As an expert, professional speaker and financial journalist covering student loans and all things paying for college, I often get questions from parents and students about financial aid. These are the myths I find families are believing that you can dispel when speaking to them during orientation and by talking to high school counselors. You’ll also see what I tell families when they bring up these topics.  

My parents are too well off for me to fill out the FAFSA

Students think they won’t qualify for student loans if their parents make an amount they’ve randomly decided is too much to receive grants or student loans. What they don’t realize is often the numbers used on their FAFSA also may be the starting qualifiers for scholarships and other financial aid.

My response: I give them an example such as Harvard where a family of four with a combined family income of $200,000 may still qualify for some financial aid. I also give them the link to this article which lists the links for 300 college’s net price calculators.

Private schools are always more expensive

Families look at sticker prices listed by colleges and universities and may eliminate a school from their list. The problem? Every school gives a different amount of financial awards.

My response: I show them data about how Ivy League schools offer a tremendous amount of aid, and they should apply to a variety of schools.

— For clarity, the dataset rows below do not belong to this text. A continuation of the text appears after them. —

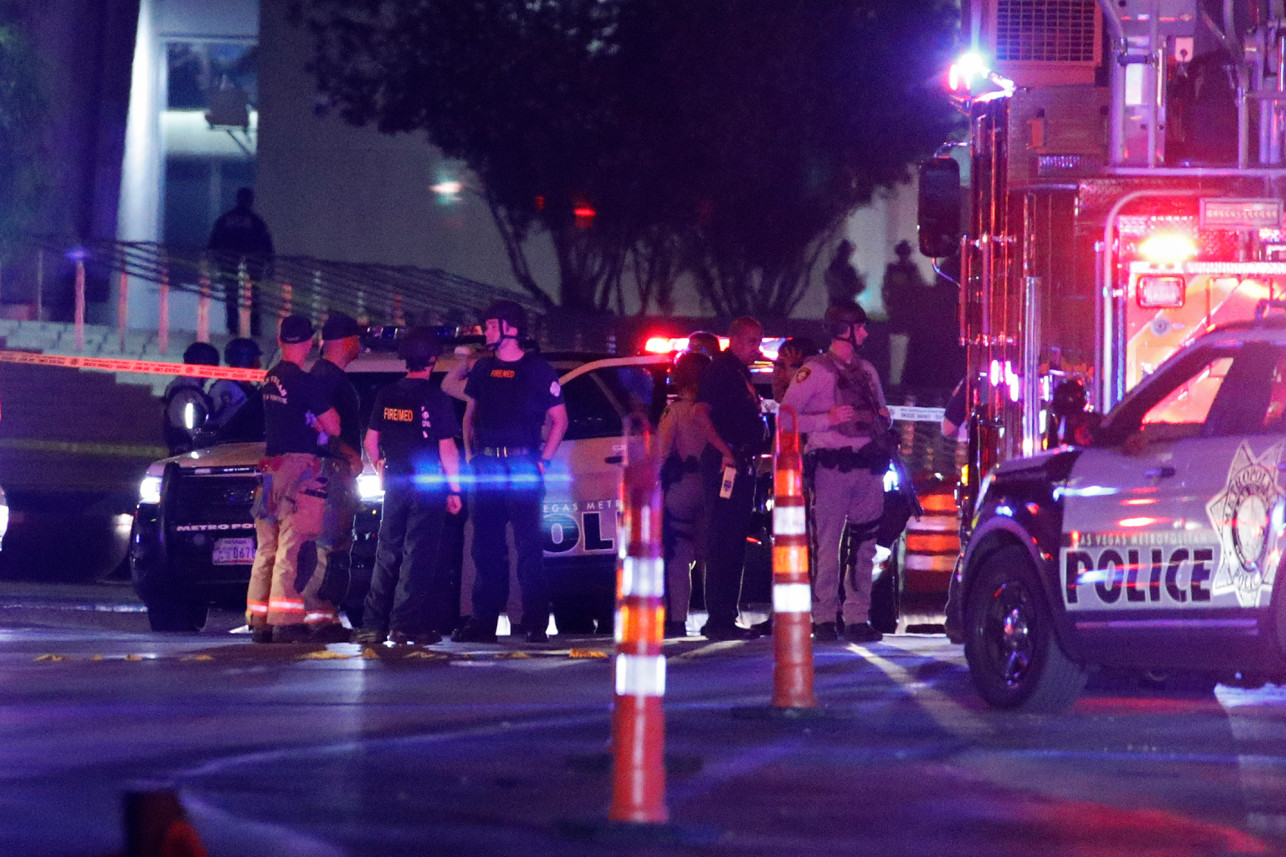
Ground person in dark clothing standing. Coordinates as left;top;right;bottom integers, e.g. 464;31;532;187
355;328;463;646
452;300;568;644
882;240;927;388
208;187;273;337
162;341;220;455
697;316;767;640
309;312;364;632
246;315;342;643
207;337;264;441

Then, compare financial aid award letters.

529 plan savings will hurt my chances of getting aid

The last thing anyone wants is for families to start thinking saving for college is a bad idea. While 529 plan savings may impact financial aid, it generally doesn’t impact students enough to forego saving for college.

My response: I tell them to read my article titled How Colleges Consider 529 Plans in Need-Based Financial Aid to understand how universities consider 529 plans within their calculations. I also remind them that they might miss out on state grants that award families for saving for college.

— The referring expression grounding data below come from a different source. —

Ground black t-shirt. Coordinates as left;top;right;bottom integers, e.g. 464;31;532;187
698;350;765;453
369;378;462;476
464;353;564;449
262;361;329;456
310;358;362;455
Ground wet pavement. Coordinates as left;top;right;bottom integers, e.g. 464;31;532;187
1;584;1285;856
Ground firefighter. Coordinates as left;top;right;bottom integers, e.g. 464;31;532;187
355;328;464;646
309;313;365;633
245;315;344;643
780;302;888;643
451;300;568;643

Anything listed on my financial aid award is free money

Sometimes families look at the bottom line of what they’re expected to pay post all financial aid, assuming that everything is free money. Some of this is likely going to be student loans.

My response: Read the financial award letter in its entirety and study each section of the award letter. I recommend Kim Clark’s for families to gain an understanding of how to compare award letters. Then I tell families to create their own chart with categories such as student loan borrowed to truly compare the cost of one school to another.

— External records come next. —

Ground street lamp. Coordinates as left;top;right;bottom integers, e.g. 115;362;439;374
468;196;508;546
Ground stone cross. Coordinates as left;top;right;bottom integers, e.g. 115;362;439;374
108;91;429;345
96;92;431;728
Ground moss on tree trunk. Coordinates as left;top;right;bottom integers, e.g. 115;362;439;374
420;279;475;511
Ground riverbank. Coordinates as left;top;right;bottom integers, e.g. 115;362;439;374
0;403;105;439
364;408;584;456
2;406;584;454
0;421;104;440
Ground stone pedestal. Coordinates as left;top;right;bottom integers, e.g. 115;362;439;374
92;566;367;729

I’m not responsible for my child’s private student loans

I’ve had many parents tell me they don’t want to borrow parent loans because the private loan is in their child’s name. We know the cosigner of a private loan is just as responsible for the loan as a student.

My response: Parent loans have more options for payment plans and temporary payment breaks than private loans. Only choose private loans if the interest rate is low and you’re borrowing less than $10,000 that you could afford to pay back in a period less than 5 years if your child didn’t. Also, if getting a private loan, look for a clause that gives your child a way to remove the cosigner, meaning you, after a specified number of on-time payments.